Its economy is on track to recover faster than most after the pandemic, which the country has been successful in containing so far with airtight quarantine measures resulting in just over 1,500 infections and 35 deaths in total.

Vietnam – one of the last five Communist-ruled countries in the world besides China, Cuba, Laos and North Korea – has seen its economy outstrip much of Asia over the past year.

Most analysts expect continuity in Vietnam’s economic, domestic and foreign policy-making after the congress, reports Reuters.

The shift in global supply chains caused by Trump’s trade war with Beijing has benefited Vietnamese exporters, but the new Hanoi leadership will have to contend with increased scrutiny from the US and a largely unknown new leadership in the White House.

The US Trade Representative said earlier this month Vietnam’s actions to push down the value of its currency were “unreasonable” and restricted American commerce, but did not take action to impose punitive tariffs, leaving that decision to the Biden administration.

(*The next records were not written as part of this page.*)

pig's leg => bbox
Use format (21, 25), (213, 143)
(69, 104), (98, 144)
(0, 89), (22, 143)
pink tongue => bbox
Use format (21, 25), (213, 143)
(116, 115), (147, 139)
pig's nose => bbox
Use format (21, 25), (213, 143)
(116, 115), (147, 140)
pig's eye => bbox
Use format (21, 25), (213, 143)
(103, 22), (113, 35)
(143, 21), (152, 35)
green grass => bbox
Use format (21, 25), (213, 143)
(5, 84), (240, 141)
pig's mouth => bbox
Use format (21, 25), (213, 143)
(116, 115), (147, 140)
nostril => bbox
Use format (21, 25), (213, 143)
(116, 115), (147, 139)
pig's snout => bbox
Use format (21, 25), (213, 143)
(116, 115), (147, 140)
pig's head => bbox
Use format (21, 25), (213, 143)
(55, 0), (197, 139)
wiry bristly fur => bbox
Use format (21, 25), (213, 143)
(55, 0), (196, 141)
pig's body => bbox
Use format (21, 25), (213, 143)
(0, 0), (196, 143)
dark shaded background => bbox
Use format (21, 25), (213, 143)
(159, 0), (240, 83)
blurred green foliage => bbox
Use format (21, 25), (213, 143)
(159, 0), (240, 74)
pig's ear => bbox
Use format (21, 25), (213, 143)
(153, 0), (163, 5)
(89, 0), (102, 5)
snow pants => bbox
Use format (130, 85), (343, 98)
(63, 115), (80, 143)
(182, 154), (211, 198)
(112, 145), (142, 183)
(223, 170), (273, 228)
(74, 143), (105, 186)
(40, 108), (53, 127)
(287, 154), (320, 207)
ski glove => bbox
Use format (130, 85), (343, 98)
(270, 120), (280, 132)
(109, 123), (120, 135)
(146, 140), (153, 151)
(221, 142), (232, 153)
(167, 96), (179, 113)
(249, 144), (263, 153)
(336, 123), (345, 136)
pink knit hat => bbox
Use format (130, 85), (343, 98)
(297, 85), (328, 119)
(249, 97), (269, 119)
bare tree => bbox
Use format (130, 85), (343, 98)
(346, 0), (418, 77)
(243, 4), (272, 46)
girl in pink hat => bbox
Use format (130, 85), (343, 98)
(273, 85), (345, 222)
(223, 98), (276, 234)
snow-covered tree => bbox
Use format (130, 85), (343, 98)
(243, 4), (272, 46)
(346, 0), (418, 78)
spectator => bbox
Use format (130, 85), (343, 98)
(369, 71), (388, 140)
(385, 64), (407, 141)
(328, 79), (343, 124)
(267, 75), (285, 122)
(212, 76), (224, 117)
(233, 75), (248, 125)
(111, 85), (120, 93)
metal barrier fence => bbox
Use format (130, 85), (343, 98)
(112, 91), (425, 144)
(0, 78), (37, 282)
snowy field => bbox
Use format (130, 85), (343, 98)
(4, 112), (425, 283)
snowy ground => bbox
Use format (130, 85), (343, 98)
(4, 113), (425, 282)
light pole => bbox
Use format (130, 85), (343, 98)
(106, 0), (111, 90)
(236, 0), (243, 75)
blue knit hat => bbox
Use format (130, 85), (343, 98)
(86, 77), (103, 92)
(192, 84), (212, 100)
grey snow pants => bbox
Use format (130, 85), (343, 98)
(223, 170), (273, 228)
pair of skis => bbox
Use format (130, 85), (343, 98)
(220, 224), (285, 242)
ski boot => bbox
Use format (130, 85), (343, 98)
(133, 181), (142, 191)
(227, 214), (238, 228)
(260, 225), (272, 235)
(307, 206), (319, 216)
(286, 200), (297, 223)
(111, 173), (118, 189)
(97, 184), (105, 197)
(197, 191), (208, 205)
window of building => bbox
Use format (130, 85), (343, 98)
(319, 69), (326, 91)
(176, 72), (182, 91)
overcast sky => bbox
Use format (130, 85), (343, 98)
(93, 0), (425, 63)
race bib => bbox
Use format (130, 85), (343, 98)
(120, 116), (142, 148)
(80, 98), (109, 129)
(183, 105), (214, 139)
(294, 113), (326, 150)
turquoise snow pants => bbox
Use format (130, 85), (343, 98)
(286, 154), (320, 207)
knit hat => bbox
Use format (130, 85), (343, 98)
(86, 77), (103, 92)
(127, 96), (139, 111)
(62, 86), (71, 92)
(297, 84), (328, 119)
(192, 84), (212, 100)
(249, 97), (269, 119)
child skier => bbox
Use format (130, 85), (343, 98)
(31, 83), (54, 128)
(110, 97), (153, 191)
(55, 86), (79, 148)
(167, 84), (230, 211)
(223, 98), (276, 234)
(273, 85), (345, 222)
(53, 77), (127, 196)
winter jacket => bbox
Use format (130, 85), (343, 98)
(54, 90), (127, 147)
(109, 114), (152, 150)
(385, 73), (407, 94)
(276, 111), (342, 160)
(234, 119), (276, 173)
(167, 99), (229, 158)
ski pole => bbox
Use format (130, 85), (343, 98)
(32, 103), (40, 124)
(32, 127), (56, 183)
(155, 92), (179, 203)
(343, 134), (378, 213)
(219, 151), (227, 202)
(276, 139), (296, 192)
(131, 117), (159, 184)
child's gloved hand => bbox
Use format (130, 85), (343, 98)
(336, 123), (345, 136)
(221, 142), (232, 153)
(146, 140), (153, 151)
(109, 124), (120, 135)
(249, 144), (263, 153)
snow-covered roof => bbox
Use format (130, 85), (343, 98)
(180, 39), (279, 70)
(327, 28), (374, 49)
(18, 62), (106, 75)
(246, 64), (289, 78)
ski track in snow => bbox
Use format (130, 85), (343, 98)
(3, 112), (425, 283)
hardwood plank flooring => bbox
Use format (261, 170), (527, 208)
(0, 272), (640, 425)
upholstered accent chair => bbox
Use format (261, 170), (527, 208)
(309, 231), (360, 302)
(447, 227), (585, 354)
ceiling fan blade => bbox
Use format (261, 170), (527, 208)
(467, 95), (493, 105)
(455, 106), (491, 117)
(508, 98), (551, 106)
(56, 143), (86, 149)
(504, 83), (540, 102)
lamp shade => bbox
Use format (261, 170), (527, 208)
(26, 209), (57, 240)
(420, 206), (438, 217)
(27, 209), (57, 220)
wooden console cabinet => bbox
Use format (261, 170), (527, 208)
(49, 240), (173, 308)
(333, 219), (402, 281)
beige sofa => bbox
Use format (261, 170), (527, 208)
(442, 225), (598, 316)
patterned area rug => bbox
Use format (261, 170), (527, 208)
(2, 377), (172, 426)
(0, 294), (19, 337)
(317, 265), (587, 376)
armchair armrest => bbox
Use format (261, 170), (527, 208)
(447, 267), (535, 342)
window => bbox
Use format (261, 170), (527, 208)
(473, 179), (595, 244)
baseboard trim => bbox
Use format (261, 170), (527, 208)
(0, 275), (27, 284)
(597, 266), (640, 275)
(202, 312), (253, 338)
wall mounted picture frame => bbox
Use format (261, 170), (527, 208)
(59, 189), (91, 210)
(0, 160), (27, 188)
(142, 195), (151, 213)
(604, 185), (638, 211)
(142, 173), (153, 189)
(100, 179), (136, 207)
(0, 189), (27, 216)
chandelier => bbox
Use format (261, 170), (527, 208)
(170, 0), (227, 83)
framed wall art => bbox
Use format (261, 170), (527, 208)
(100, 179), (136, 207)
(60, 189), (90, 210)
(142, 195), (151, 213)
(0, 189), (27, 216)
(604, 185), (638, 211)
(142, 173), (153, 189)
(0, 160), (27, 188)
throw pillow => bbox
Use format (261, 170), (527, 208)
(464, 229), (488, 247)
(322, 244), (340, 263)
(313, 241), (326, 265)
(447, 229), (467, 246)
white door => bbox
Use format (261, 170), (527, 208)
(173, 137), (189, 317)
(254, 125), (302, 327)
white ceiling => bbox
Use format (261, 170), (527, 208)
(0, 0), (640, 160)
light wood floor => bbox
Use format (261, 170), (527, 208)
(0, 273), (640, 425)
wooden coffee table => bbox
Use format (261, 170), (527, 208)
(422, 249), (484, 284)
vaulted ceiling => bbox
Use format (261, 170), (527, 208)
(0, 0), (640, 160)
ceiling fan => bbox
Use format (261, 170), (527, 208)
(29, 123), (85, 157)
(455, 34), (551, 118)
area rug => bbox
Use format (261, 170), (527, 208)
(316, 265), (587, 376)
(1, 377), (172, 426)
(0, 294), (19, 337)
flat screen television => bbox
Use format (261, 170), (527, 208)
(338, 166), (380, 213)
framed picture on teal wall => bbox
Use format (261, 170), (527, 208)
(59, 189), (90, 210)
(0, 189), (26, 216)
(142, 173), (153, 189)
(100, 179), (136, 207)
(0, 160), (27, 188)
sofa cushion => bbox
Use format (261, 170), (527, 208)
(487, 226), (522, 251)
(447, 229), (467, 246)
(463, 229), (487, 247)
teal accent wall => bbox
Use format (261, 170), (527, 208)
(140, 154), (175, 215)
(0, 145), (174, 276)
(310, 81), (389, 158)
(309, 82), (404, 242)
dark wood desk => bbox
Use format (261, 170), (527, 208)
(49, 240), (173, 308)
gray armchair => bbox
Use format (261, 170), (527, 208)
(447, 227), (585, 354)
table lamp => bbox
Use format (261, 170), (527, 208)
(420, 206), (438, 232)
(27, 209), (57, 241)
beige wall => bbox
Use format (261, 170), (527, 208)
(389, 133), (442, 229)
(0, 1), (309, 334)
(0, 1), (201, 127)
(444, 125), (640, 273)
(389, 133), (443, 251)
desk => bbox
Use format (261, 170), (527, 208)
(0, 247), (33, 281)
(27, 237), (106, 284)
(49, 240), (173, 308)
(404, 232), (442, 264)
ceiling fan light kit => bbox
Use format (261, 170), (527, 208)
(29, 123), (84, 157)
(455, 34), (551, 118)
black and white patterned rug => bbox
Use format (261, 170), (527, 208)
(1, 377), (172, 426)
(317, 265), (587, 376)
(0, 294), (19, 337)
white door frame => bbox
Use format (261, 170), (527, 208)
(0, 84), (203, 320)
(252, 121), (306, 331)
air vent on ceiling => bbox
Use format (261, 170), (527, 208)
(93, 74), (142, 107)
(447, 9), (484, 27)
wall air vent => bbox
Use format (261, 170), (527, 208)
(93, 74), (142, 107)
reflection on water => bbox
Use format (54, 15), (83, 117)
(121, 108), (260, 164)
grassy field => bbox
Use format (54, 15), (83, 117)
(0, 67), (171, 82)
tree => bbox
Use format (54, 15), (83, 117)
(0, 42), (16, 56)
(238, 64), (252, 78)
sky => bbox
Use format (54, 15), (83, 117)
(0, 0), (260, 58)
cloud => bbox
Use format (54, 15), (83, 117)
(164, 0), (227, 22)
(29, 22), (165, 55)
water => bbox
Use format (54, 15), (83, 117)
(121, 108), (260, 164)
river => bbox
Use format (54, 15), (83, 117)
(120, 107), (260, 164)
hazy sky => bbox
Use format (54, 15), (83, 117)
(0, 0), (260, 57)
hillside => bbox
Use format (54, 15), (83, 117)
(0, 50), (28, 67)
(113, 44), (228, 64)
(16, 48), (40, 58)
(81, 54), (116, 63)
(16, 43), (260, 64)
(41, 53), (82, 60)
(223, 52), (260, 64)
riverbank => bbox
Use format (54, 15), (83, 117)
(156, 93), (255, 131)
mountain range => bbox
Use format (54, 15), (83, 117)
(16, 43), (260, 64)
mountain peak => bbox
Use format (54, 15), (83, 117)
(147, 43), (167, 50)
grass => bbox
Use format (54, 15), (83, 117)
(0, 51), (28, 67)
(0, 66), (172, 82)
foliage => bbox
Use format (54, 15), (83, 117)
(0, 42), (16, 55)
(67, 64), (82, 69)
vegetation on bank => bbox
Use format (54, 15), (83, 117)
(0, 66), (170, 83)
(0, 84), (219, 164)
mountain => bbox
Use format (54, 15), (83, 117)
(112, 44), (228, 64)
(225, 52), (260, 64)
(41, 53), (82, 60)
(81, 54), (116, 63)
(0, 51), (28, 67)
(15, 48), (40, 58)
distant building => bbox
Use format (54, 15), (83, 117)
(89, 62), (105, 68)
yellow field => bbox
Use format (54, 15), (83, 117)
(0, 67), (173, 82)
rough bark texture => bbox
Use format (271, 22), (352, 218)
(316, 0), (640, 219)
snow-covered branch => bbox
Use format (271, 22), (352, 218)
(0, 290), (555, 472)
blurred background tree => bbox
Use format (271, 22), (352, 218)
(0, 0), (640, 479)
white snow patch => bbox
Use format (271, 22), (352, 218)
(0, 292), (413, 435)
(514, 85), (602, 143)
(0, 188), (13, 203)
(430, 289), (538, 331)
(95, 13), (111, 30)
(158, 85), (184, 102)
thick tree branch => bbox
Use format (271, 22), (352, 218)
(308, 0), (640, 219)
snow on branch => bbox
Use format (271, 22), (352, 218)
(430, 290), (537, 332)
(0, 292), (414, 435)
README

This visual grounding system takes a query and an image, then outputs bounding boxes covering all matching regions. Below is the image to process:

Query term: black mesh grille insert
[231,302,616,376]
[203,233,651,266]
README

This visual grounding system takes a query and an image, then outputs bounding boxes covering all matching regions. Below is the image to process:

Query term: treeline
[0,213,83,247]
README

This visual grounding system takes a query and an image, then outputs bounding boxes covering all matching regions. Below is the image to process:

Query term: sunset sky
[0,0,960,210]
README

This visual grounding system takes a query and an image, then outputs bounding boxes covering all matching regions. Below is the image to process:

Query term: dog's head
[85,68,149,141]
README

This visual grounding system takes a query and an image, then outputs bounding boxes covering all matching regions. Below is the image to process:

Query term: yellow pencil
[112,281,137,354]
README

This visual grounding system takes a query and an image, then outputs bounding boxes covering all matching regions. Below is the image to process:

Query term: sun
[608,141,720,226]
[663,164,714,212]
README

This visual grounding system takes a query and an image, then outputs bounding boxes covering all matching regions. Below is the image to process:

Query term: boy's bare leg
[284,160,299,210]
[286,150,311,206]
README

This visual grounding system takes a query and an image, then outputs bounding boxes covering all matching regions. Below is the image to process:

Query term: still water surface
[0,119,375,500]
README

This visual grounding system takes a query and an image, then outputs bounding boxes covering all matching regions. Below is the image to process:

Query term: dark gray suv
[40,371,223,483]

The other principal external challenge, observers say, will be finding ways to deal with China’s increasing aggressiveness in claiming vast, potentially energy-rich, swathes of the South China Sea which overlap with Vietnam’s exclusive economic zone.

Though Vietnam and China have for years been embroiled in a dispute over the South China Sea, China remains the largest source of materials and equipment for Vietnam’s thriving manufacturing industry.

Strengthening Vietnam’s national defences is also on the agenda, as is tackling issues surrounding the development of the Mekong river, which Beijing largely dictates.

And of course keeping the country’s guard up against Covid-19 by vaccinating the population.